Fig.8. Mitosis in the meristematic cells of the onion root (micrograph). Early telophase


Rice. Fig. 9. Mitosis in the meristematic cells of the onion root (micrograph). late telophase

The mechanism of cytotomy is associated either with the contraction of the gelatinized ring of the CYTOPLASMA encircling the EQUATOR (the “contractile ring” hypothesis) or with the expansion of the cell surface due to the straightening of the loop-like protein chains (the “MEMBRANE expansion” hypothesis)

Mitosis duration- depends on the size of the cells, their ploidy, the number of nuclei, as well as on environmental conditions, in particular on temperature. Mitosis lasts 30–60 minutes in animal cells, and 2–3 hours in plant cells. Longer stages of mitosis associated with the processes of synthesis (preprophase, prophase, telophase) self-movement of chromosomes (metakinesis, anaphase) is carried out quickly.

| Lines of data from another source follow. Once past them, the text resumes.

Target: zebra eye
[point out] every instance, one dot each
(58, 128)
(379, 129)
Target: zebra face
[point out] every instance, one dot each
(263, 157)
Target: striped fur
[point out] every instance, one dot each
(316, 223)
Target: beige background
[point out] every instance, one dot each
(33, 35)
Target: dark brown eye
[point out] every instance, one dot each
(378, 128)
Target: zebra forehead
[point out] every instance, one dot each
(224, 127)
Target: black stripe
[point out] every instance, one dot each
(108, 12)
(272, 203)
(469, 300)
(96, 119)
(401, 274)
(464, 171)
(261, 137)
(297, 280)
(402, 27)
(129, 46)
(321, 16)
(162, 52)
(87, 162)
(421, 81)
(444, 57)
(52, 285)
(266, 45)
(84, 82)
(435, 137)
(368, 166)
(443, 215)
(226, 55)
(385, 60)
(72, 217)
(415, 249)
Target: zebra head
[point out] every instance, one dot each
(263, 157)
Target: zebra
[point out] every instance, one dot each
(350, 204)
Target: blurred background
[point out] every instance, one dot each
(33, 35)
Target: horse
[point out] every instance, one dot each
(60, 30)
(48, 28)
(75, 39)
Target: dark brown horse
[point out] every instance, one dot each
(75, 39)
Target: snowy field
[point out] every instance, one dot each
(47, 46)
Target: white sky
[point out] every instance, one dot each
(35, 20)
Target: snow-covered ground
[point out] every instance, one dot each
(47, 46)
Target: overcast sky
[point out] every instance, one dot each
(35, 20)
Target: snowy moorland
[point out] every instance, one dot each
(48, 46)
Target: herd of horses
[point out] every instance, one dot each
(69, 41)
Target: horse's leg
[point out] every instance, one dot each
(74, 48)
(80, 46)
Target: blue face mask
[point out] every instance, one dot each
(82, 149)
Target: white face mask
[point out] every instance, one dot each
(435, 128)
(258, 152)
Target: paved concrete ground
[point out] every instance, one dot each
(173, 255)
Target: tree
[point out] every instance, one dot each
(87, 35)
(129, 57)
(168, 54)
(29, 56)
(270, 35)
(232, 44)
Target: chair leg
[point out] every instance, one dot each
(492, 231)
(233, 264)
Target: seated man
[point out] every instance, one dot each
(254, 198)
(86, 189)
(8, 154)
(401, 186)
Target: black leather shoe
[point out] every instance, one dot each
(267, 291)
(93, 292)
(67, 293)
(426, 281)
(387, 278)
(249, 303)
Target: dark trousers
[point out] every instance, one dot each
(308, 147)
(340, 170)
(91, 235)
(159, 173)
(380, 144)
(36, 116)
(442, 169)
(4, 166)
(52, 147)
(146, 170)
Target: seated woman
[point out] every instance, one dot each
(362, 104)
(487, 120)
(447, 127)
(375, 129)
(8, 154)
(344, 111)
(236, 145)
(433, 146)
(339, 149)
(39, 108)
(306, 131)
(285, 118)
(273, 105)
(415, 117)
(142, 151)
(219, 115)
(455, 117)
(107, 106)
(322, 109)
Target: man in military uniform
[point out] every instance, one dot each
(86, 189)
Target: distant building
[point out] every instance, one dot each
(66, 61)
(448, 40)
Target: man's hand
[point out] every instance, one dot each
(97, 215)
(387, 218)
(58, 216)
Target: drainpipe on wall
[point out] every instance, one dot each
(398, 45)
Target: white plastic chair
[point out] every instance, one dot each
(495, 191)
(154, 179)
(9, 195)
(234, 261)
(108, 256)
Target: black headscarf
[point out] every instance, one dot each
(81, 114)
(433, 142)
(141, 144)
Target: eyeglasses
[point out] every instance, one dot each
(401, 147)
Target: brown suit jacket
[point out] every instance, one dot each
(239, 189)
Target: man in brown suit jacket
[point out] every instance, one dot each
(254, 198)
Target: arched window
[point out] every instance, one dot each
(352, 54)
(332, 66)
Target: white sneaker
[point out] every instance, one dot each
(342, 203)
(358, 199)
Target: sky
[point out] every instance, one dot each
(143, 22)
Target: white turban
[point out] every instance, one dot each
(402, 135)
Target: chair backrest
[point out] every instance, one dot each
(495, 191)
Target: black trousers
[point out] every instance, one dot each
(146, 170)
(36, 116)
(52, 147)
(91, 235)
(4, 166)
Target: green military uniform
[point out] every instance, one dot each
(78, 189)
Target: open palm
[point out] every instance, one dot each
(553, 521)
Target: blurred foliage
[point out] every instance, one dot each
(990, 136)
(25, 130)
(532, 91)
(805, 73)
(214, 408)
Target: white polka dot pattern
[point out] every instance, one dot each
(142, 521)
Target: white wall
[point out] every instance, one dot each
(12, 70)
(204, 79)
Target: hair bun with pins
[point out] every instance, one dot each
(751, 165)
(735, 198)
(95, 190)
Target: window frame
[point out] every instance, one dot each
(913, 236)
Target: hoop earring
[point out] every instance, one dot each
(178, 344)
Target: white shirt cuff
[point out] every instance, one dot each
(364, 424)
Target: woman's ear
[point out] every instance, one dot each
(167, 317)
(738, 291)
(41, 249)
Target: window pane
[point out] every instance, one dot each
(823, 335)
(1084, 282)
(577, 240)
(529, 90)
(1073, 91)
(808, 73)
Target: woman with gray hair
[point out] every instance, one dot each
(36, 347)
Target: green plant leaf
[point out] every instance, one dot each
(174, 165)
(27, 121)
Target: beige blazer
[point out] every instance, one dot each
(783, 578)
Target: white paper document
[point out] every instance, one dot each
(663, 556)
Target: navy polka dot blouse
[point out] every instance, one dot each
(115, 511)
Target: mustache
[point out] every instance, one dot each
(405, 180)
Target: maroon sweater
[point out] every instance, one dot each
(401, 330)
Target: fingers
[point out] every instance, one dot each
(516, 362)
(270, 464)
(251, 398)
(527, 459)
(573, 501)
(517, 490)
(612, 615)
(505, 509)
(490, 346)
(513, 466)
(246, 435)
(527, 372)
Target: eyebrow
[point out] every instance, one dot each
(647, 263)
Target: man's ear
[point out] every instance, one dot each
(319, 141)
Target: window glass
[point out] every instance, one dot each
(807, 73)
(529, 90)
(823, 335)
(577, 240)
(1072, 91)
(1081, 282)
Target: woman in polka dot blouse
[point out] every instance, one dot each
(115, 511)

THE BIOLOGICAL SIGNIFICANCE OF MITOSIS - the constancy of the structure and the correct functioning of the organs and tissues of a multicellular organism would be impossible without the preservation of the same set of genetic material in countless cell generations. Mitosis provides important manifestations of vital activity: embryonic development, growth, restoration of organs and tissues after damage, maintenance of the structural integrity of tissues with constant loss of cells in the course of their functioning (replacement of dead erythrocytes, skin cells, intestinal epithelium, etc.) In protozoa, mitosis provides asexual reproduction.

3. Gametogenesis, characterization of germ cells, fertilization

Sex cells (gametes) - male spermatozoa and female eggs (or eggs) develop in the sex glands. In the first case, the path of their development is called SPERMATOGENESIS (from the Greek sperm - seed and genesis - origin), in the second - OVOGENESIS (from Latin ovo - egg)

Gametes are sex cells, their participation in fertilization, the formation of a zygote (the first cell of a new organism). The result of fertilization is the doubling of the number of chromosomes, the restoration of their diploid set in the zygote. Features of gametes are a single, haploid set of chromosomes compared to the diploid set of chromosomes in body cells2. Stages of development of germ cells: 1) increase by mitosis in the number of primary germ cells with a diploid set of chromosomes, 2) growth of primary germ cells, 3) maturation of germ cells.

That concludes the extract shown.